We lost Bill in 2015. Physically. But he’s still here. In our hearts. His passion and love for others were inspiring. His imprints on our neighborhood were still evident.


Over the last year, we have had a turn over of most of the houses on our street. We recently had a new neighbor move in on the other side of us. I heard these crazy people were moving in February from Arizona! I headed over to welcome them to the neighborhood. Yes, Minnesota weather can be hard. But this is an excellent place to be. Let us know if you need anything. “What a surprise. I’m blown away”, was the response of the newest addition to our street. Well, let me tell you a story about when we moved in years ago…and about a neighbor named Bill. That’s why we do what we do. You would’ve loved Bill.


When you meet someone like Bill, you start to appreciate the natural ease of the generosity of giving and take. Helping another is not done to gain for yourself. You do it because it feels good to ease the burden of another.
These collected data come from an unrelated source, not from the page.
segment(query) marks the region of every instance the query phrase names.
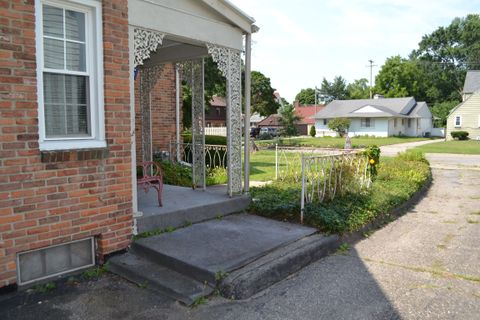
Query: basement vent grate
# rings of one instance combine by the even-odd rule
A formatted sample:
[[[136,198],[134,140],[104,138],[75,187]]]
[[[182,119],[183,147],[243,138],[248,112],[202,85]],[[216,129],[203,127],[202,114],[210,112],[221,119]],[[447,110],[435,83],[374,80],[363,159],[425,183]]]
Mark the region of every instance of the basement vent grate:
[[[58,276],[95,265],[93,238],[17,254],[18,284]]]

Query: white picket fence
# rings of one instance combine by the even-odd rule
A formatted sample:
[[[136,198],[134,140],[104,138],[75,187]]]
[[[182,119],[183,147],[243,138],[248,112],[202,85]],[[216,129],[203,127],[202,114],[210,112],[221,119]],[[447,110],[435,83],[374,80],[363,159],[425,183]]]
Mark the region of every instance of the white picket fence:
[[[227,136],[227,127],[205,127],[207,136]]]

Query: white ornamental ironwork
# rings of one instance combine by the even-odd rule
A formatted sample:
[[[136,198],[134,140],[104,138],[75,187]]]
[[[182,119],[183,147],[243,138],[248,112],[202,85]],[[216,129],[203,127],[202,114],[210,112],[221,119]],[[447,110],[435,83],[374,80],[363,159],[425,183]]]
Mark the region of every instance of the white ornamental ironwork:
[[[228,194],[242,193],[242,76],[240,51],[207,44],[208,53],[227,79]]]
[[[302,195],[300,221],[305,203],[333,200],[348,193],[370,188],[368,156],[362,152],[335,155],[302,156]]]
[[[164,65],[141,67],[140,73],[140,112],[142,121],[142,159],[152,161],[152,107],[151,92],[155,87]]]
[[[143,65],[143,61],[150,58],[150,54],[162,45],[164,36],[163,33],[142,28],[133,30],[135,67]]]

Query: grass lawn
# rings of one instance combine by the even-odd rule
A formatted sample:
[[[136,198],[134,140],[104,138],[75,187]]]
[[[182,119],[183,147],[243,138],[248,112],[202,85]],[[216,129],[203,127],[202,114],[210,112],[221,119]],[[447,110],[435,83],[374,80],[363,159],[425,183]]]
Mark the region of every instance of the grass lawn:
[[[289,154],[290,158],[300,169],[300,156],[298,153]],[[284,159],[280,160],[280,167],[285,167]],[[275,180],[275,150],[257,151],[250,156],[250,180],[251,181],[269,181]]]
[[[480,141],[444,141],[426,144],[415,148],[424,153],[458,153],[458,154],[480,154]]]
[[[385,146],[389,144],[406,143],[429,140],[430,138],[417,137],[357,137],[351,138],[353,148],[363,148],[371,145]],[[319,148],[343,148],[345,145],[345,138],[340,137],[316,137],[316,138],[280,138],[278,140],[257,140],[255,143],[258,146],[266,146],[278,143],[284,146],[309,146]]]

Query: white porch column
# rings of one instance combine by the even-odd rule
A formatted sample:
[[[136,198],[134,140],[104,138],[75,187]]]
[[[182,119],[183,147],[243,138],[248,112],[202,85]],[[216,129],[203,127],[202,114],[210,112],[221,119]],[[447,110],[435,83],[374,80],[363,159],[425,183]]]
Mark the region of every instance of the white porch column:
[[[175,152],[177,162],[180,161],[180,66],[175,64]],[[172,156],[172,155],[170,155]]]
[[[251,51],[252,51],[252,35],[245,35],[245,132],[244,132],[244,186],[243,190],[248,193],[250,190],[250,98],[251,98]]]
[[[208,53],[227,79],[228,194],[242,193],[242,73],[240,51],[207,44]]]

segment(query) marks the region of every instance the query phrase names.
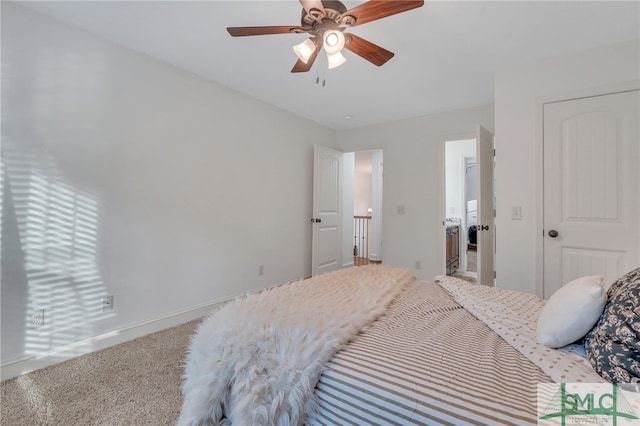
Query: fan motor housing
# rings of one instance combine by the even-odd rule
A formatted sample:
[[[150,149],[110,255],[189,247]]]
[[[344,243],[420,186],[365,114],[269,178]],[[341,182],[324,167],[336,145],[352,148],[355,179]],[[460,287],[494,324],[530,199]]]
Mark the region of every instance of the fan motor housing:
[[[319,10],[313,9],[310,13],[307,13],[306,10],[302,9],[302,19],[300,22],[303,27],[313,27],[313,25],[321,19],[322,21],[331,20],[333,22],[338,22],[340,16],[348,10],[344,4],[337,0],[323,0],[322,6],[325,11],[324,17]]]

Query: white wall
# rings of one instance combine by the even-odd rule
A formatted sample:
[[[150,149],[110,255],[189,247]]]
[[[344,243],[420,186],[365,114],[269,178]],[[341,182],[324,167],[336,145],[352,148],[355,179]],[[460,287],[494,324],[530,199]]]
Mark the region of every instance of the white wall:
[[[332,130],[7,2],[2,67],[3,363],[310,275]]]
[[[493,129],[493,105],[337,132],[342,151],[384,150],[384,264],[422,280],[444,273],[444,143],[475,137],[478,124]]]
[[[354,153],[356,170],[354,180],[354,216],[366,216],[371,208],[371,151]]]
[[[371,173],[356,171],[354,209],[355,216],[366,216],[371,208]]]
[[[497,73],[498,287],[532,293],[541,289],[542,103],[628,89],[629,82],[637,87],[639,52],[638,41],[632,41]],[[522,206],[522,220],[510,219],[512,206]]]

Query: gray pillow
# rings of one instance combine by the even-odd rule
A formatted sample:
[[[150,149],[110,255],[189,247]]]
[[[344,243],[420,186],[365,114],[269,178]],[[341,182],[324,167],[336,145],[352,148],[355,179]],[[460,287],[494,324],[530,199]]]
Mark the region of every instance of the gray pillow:
[[[606,380],[640,383],[640,268],[614,282],[607,299],[602,316],[585,336],[585,352]]]

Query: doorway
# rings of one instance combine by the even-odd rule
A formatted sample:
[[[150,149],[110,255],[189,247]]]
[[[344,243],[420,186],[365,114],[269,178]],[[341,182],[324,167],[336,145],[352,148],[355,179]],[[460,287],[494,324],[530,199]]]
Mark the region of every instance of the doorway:
[[[382,157],[380,149],[344,154],[344,266],[382,261]]]
[[[354,153],[353,180],[353,264],[367,265],[371,252],[371,217],[373,215],[371,151]]]
[[[362,175],[357,199],[356,154]],[[312,276],[353,266],[356,251],[361,264],[382,262],[382,158],[381,149],[343,153],[314,146]],[[369,221],[366,241],[358,244],[356,208]]]
[[[477,144],[475,139],[445,143],[445,270],[475,282],[477,278]],[[457,241],[452,241],[456,239]],[[457,248],[457,250],[456,250]]]

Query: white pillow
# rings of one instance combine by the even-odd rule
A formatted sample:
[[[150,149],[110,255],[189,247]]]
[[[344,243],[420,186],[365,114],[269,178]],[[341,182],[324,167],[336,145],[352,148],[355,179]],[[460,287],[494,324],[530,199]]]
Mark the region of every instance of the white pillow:
[[[551,295],[538,318],[538,342],[559,348],[584,337],[607,303],[600,275],[581,277]]]

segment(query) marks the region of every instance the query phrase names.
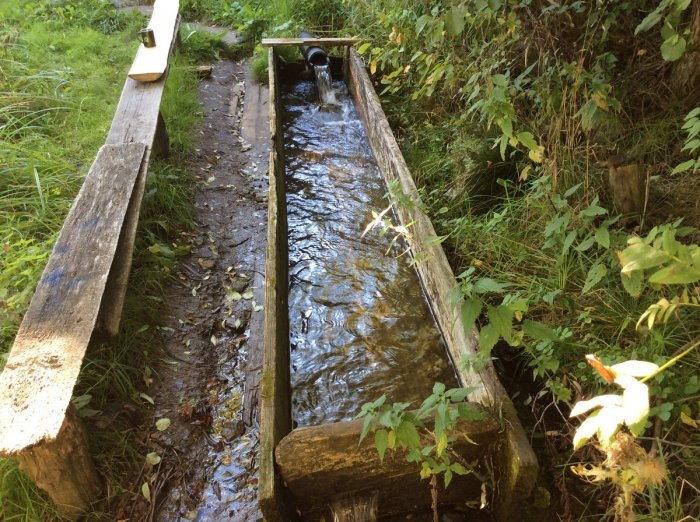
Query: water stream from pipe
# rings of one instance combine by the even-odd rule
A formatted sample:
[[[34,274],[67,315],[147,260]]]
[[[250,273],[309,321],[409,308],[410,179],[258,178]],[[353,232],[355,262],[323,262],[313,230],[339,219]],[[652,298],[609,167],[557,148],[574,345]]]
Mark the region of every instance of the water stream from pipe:
[[[292,416],[311,426],[352,419],[365,402],[413,402],[435,381],[456,386],[405,246],[361,238],[388,203],[344,84],[319,106],[315,83],[282,93],[289,225]]]
[[[314,65],[318,96],[323,105],[338,105],[338,99],[333,90],[330,65]]]

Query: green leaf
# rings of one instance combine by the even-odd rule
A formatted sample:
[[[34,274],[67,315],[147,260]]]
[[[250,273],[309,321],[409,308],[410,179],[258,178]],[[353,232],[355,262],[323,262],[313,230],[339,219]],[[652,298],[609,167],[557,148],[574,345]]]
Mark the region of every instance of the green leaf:
[[[557,332],[553,328],[531,319],[523,321],[523,332],[538,341],[556,341],[559,339]]]
[[[450,485],[450,482],[452,482],[452,470],[447,469],[445,470],[445,489]]]
[[[537,148],[537,140],[535,140],[531,132],[519,132],[516,137],[528,149],[535,150]]]
[[[603,248],[610,248],[610,232],[607,227],[599,227],[595,231],[595,240]]]
[[[474,328],[476,320],[481,314],[481,308],[483,303],[481,299],[467,299],[462,303],[462,310],[460,310],[460,315],[462,317],[462,325],[464,326],[464,332],[471,332]]]
[[[634,29],[635,36],[639,33],[643,33],[644,31],[648,31],[656,24],[658,24],[661,20],[663,20],[663,16],[661,14],[660,8],[657,8],[656,10],[649,13],[644,18],[644,20],[642,20],[640,24]]]
[[[464,30],[467,14],[467,6],[463,4],[453,6],[445,15],[445,29],[450,36],[459,36]]]
[[[621,273],[620,280],[622,286],[632,297],[639,297],[642,294],[644,288],[644,272],[642,270],[635,270],[628,274]]]
[[[444,431],[440,434],[437,444],[435,445],[435,455],[442,457],[442,454],[447,449],[447,433]]]
[[[385,429],[377,430],[374,433],[374,445],[379,453],[379,460],[384,462],[384,453],[389,445],[389,432]]]
[[[489,307],[488,318],[498,335],[510,342],[513,337],[513,311],[507,305]]]
[[[396,441],[405,448],[417,448],[420,446],[418,430],[412,423],[402,421],[396,428]]]
[[[700,281],[700,268],[683,263],[673,263],[649,276],[650,283],[684,285]]]
[[[583,446],[598,431],[600,424],[598,415],[591,415],[576,429],[574,433],[574,451]]]
[[[495,279],[484,277],[482,279],[477,279],[477,281],[474,283],[474,292],[477,294],[484,294],[486,292],[502,293],[509,286],[510,285],[507,283],[499,283]]]
[[[635,243],[618,253],[622,273],[657,267],[671,259],[663,250],[658,250],[646,243]]]
[[[365,440],[365,437],[369,433],[369,428],[370,428],[370,426],[372,426],[372,420],[373,420],[373,416],[371,416],[371,415],[367,415],[365,417],[365,420],[362,424],[362,432],[360,433],[360,442],[357,443],[358,446],[360,444],[362,444],[362,441]]]
[[[170,427],[170,419],[167,417],[163,417],[161,419],[158,419],[156,421],[156,429],[158,431],[165,431]]]
[[[360,47],[357,48],[357,52],[358,52],[359,54],[364,54],[365,51],[366,51],[367,49],[369,49],[370,45],[372,45],[372,44],[369,43],[369,42],[363,43]]]
[[[490,353],[491,349],[496,345],[499,339],[498,329],[492,325],[487,324],[479,330],[479,347],[481,353]]]
[[[158,455],[155,451],[152,451],[148,455],[146,455],[146,466],[149,468],[155,466],[161,461],[160,455]]]
[[[433,384],[433,394],[441,395],[445,393],[445,385],[441,382],[436,382]]]
[[[608,269],[601,263],[594,263],[586,276],[586,282],[581,289],[581,295],[588,293],[595,285],[597,285],[603,277],[608,273]]]
[[[148,485],[148,482],[144,482],[143,484],[141,484],[141,494],[143,495],[143,498],[145,498],[149,502],[151,501],[151,488]]]
[[[661,56],[668,62],[675,62],[685,53],[686,44],[685,38],[675,34],[661,44]]]

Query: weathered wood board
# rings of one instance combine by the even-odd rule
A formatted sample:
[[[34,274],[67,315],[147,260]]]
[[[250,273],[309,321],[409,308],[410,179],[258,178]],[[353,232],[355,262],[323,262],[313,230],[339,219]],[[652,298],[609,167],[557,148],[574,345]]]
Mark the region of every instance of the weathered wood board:
[[[355,45],[360,42],[359,38],[263,38],[263,47],[281,47],[301,45],[325,45],[327,47],[343,47]]]
[[[372,151],[387,185],[398,181],[404,196],[414,202],[395,205],[401,224],[410,228],[409,244],[416,258],[416,269],[435,314],[445,344],[452,360],[456,363],[463,356],[479,353],[478,332],[475,327],[465,329],[461,316],[461,303],[455,306],[449,298],[457,286],[452,268],[442,247],[434,239],[437,237],[430,218],[421,210],[420,195],[396,139],[384,115],[379,98],[374,91],[362,58],[355,49],[346,52],[347,76],[355,100],[355,107],[363,122]],[[534,487],[537,478],[537,458],[528,442],[517,413],[498,380],[493,365],[488,364],[482,371],[466,371],[456,364],[462,386],[473,387],[470,400],[500,411],[506,421],[502,447],[496,452],[496,475],[499,480],[497,505],[500,511],[497,518],[508,518],[513,503],[525,499]]]
[[[145,152],[102,147],[73,203],[0,374],[0,455],[63,425]]]
[[[176,26],[179,26],[179,18],[176,21]],[[170,52],[172,52],[174,45],[175,41],[173,40]],[[145,164],[148,164],[150,160],[151,151],[157,153],[160,150],[163,153],[167,150],[167,132],[160,115],[160,103],[163,99],[167,76],[166,71],[166,74],[163,74],[158,80],[147,83],[138,82],[132,78],[126,79],[112,119],[112,125],[105,140],[107,145],[142,143],[147,147]],[[161,132],[159,133],[159,131]],[[104,332],[108,336],[116,335],[121,321],[145,186],[146,169],[136,180],[132,204],[127,212],[116,260],[109,275],[106,295],[103,299],[104,306],[100,311],[96,325],[96,330]]]
[[[155,46],[139,45],[136,58],[129,69],[129,77],[140,82],[158,80],[168,68],[170,47],[177,31],[179,0],[156,0],[148,23],[155,36]]]
[[[418,464],[406,462],[400,451],[388,451],[380,462],[372,436],[358,444],[363,422],[297,428],[280,441],[276,462],[304,520],[320,520],[323,507],[339,494],[361,497],[379,492],[379,517],[430,506],[430,484],[420,478]],[[467,462],[476,462],[493,449],[500,429],[494,417],[463,421],[457,426],[453,449]],[[480,495],[481,482],[474,475],[464,475],[455,476],[454,483],[440,491],[439,499],[447,505],[463,505],[467,500],[477,501]]]

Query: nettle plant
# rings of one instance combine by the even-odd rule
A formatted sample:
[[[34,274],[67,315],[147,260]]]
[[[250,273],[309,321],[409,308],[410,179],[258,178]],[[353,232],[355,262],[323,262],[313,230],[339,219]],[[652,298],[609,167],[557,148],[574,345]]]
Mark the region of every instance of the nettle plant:
[[[442,475],[447,488],[454,475],[474,474],[484,484],[490,481],[474,470],[452,445],[458,436],[460,420],[483,420],[485,413],[478,406],[465,402],[472,388],[446,388],[435,383],[432,393],[420,408],[409,409],[408,402],[387,404],[386,395],[365,403],[356,418],[364,419],[360,443],[370,431],[380,460],[387,450],[401,450],[408,462],[420,467],[421,478],[430,478],[433,491],[433,510],[437,509],[437,477]]]
[[[622,283],[632,296],[640,297],[646,286],[671,294],[646,309],[637,322],[637,329],[652,330],[672,318],[680,318],[681,311],[697,320],[700,295],[695,285],[700,281],[700,247],[685,245],[677,239],[690,231],[680,228],[679,220],[653,228],[644,238],[631,237],[627,247],[618,252]],[[610,480],[618,487],[620,495],[615,508],[619,519],[633,520],[634,494],[659,485],[666,475],[656,451],[647,452],[636,441],[648,428],[652,411],[647,383],[699,347],[700,337],[695,337],[660,366],[638,360],[607,366],[595,354],[586,356],[600,377],[614,384],[618,392],[579,401],[571,410],[571,417],[586,416],[574,435],[574,450],[595,437],[606,455],[600,465],[579,465],[573,471],[594,482]],[[697,376],[694,377],[697,391]],[[693,384],[690,381],[692,379],[685,388]],[[686,408],[680,411],[679,419],[697,427],[693,418],[697,413]],[[670,412],[656,417],[657,422],[668,420]]]

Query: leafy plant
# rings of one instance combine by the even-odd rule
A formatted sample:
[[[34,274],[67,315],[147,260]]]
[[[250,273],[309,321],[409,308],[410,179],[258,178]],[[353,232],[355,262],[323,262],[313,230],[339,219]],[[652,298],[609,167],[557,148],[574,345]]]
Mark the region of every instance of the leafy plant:
[[[433,392],[425,398],[418,410],[409,410],[410,403],[386,403],[382,395],[373,402],[365,403],[356,418],[363,418],[360,443],[370,431],[374,432],[374,444],[380,460],[384,460],[387,450],[403,450],[408,462],[420,467],[423,479],[431,478],[435,504],[436,477],[443,476],[448,487],[453,476],[476,474],[480,476],[459,454],[452,450],[455,441],[455,428],[460,419],[481,420],[484,413],[474,404],[464,402],[469,388],[446,389],[442,383],[435,383]]]
[[[700,107],[695,107],[685,116],[683,130],[687,133],[683,150],[688,151],[691,156],[696,156],[673,169],[672,174],[678,174],[687,170],[700,170]]]

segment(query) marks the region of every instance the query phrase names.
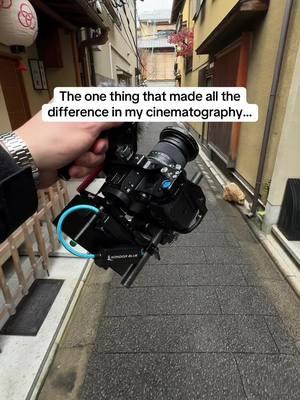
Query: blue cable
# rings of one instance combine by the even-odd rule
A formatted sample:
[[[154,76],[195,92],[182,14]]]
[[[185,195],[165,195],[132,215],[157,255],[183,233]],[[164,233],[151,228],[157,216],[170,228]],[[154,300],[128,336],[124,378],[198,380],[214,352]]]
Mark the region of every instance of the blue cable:
[[[86,259],[94,259],[96,258],[95,254],[85,254],[85,253],[80,253],[79,251],[76,251],[75,249],[73,249],[73,247],[71,247],[64,239],[63,236],[63,231],[62,231],[62,226],[63,223],[65,222],[65,219],[70,215],[73,214],[76,211],[81,211],[81,210],[89,210],[89,211],[93,211],[95,214],[99,214],[100,210],[96,207],[93,206],[89,206],[88,204],[82,204],[80,206],[74,206],[69,208],[68,210],[66,210],[64,213],[62,213],[62,215],[59,218],[58,224],[57,224],[57,235],[58,235],[58,240],[60,241],[60,243],[64,246],[64,248],[66,250],[68,250],[70,253],[72,253],[74,256],[80,257],[80,258],[86,258]]]

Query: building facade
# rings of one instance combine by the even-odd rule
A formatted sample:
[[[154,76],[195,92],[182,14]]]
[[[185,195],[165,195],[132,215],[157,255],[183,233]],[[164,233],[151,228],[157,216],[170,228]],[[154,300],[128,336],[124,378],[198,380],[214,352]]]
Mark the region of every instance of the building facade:
[[[96,85],[135,86],[139,75],[136,0],[124,5],[110,0],[103,3],[108,11],[103,18],[108,39],[93,49]]]
[[[192,60],[180,57],[178,64],[181,86],[243,86],[248,102],[259,106],[257,123],[192,127],[212,160],[250,198],[259,195],[269,231],[278,220],[287,179],[300,178],[300,135],[295,129],[300,123],[300,3],[174,0],[171,21],[177,30],[194,32]]]
[[[0,13],[5,5],[0,2]],[[29,5],[39,26],[35,43],[13,48],[1,44],[0,34],[1,132],[26,122],[49,102],[57,86],[135,84],[134,0],[121,8],[110,0],[32,0]],[[41,68],[43,85],[41,76],[37,78]]]
[[[79,49],[80,30],[97,26],[104,29],[97,9],[89,6],[88,2],[87,8],[76,2],[65,1],[62,2],[64,7],[58,5],[57,8],[50,3],[31,2],[39,26],[32,46],[15,52],[13,48],[0,44],[2,132],[17,128],[40,110],[51,99],[56,86],[82,84],[84,68],[81,62],[85,51]],[[38,69],[31,67],[32,61],[36,63],[37,60],[43,63],[45,71],[46,84],[43,86],[38,82]]]
[[[175,47],[169,37],[175,32],[170,11],[157,10],[139,15],[138,48],[143,80],[148,86],[174,86]]]
[[[110,0],[0,1],[0,132],[25,123],[50,101],[57,86],[135,84],[135,1],[114,5]],[[26,26],[21,28],[22,34],[28,34],[26,40],[11,23],[18,24],[18,18]],[[60,244],[51,222],[78,185],[76,180],[59,181],[39,191],[38,212],[0,243],[0,328],[16,313],[32,283],[46,270],[52,276],[59,258],[50,262],[49,253],[53,255]],[[67,269],[63,261],[61,279]]]

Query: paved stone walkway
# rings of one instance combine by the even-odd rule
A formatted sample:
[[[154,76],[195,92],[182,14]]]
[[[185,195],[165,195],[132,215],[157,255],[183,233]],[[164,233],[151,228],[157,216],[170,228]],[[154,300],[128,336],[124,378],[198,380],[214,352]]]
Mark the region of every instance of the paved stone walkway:
[[[300,399],[299,300],[214,180],[202,187],[201,226],[130,290],[114,277],[82,400]]]

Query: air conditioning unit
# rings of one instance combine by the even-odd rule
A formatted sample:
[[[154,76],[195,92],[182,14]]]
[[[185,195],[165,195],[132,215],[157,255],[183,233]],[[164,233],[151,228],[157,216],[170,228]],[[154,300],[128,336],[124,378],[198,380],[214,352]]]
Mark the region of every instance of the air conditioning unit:
[[[288,179],[278,228],[288,240],[300,241],[300,179]]]
[[[99,0],[96,0],[95,6],[96,6],[97,13],[98,14],[102,14],[102,5],[101,5],[101,2]]]
[[[89,0],[88,1],[89,5],[93,7],[93,9],[98,13],[102,13],[102,6],[101,6],[101,1],[99,0]]]

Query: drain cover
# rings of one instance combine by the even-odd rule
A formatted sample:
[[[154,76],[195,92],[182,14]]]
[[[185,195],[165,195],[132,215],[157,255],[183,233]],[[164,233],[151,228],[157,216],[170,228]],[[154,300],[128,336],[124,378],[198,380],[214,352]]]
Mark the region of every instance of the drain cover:
[[[37,279],[17,306],[17,312],[6,322],[2,335],[36,336],[54,303],[64,281]]]

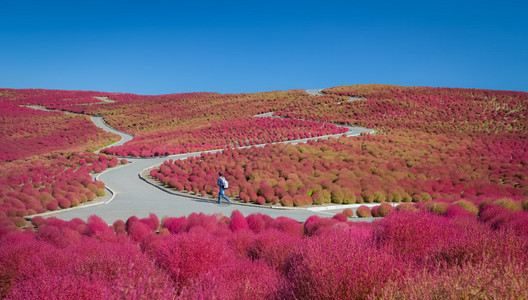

You also discover that life is more enjoyable when you can have easy and kind small talk across the yard or can tackle a task shoulder to shoulder. Betty moved away a little over a year ago. We still miss them terribly. But are so happy for the fresh start for Betty. The imprints Bill left behind could be too tangible. But we take that loss and try to pour its influence into others. To develop a new community around us that reflects some of that legacy left by Bill. ❤️

I hope that you all have a neighbor like Bill. If not, I hope that this can encourage you to be a neighbor like Bill. It is good for your heart and soul to live generously and to take the little extra time to extend kindness across the fence line. Who are your Bills and Bettys? Today might be a good day to let them know you appreciate them.

2 thoughts on “Bill- That’s Just What You Do.

  1. I was not surprised to read your memories of Bill. I am 73 years old and been around the block, met and made many friends. I am a decorated Vietnam vet and have experienced a lot of life. I met Bill many years ago and we became friends. We belonged to the same church, we were men’s club members together, and we umpired softball in St. Paul for a few years. We also played softball for a lot of years and that was always an adventure. Well softball was only during the summer and we thought maybe we should do something in the off-season so we started a monthly poker game which lasted for a lot of years. We sold Christmas trees, and worked many other things together with the men’s club. I for one will always remember and miss Bill. He had a very profound effect on everyone he came in contact with and I am very proud that I was able to call him a friend. Miss you buddy.